Understanding changed mindsets the key to meeting consumer needs in tough times

Professor Barbara Cude, Department of Housing and Consumer Economics, University of Georgia, helps us understand how to work with consumers in a tough economy.
Professor Barbara Cude, Department of Housing and Consumer Economics, University of Georgia, helps us understand how to work with consumers in a tough economy.
When it comes to responding to tough economic times, what’s in a consumer’s mind is as important, if not more important, than what is in the consumer’s wallet. And even if the economy comes roaring back to pre-crisis levels, the events of the past year may very well have lasting emotional and behavioral impacts on American buying habits.

So said Professor Brenda Cude, Department of Housing and Consumer Economics, University of Georgia, whose first appearance at an earlier ICAE conference occurred in very different economic times.

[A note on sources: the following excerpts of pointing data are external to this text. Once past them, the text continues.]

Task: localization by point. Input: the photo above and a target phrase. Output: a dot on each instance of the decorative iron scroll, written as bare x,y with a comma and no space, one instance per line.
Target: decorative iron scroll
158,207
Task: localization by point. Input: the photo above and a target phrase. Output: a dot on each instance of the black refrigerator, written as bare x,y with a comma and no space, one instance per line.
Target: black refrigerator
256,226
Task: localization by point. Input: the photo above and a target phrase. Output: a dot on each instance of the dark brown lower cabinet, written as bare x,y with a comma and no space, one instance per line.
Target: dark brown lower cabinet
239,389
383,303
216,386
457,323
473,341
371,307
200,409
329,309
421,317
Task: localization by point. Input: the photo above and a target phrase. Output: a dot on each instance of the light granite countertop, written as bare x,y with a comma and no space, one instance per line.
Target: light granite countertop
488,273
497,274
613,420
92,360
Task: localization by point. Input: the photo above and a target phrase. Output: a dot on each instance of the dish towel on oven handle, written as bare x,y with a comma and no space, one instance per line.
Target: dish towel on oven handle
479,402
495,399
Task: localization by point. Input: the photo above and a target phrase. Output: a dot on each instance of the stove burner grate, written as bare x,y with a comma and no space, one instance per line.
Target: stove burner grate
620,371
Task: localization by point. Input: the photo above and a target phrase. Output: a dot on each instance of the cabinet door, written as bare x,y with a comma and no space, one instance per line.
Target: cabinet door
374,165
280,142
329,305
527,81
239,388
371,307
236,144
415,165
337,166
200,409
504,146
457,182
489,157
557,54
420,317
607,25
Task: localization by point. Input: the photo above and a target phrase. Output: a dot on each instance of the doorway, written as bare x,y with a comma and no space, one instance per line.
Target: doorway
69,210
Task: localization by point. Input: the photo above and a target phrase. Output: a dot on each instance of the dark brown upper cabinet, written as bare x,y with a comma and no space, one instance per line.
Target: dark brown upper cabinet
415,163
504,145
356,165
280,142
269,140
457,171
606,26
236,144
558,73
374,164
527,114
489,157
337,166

Her topic in 2009 said it all: “Meeting Consumer Needs During Tough Economic Times.”

Tough indeed. While the reduction in economic activity did not fall to the Depression-era levels feared by so many people, including more than a few professional economists, the events of the past year have still had significant and life-changing aftereffects on many consumers.

“The technical definition of a depression is a decline in GDP of 10 percent or more,” Cude said. “During the first quarter of 2009, we saw a decline on the order of 6.4 percent. While that’s not a depression, it’s still pretty significant.”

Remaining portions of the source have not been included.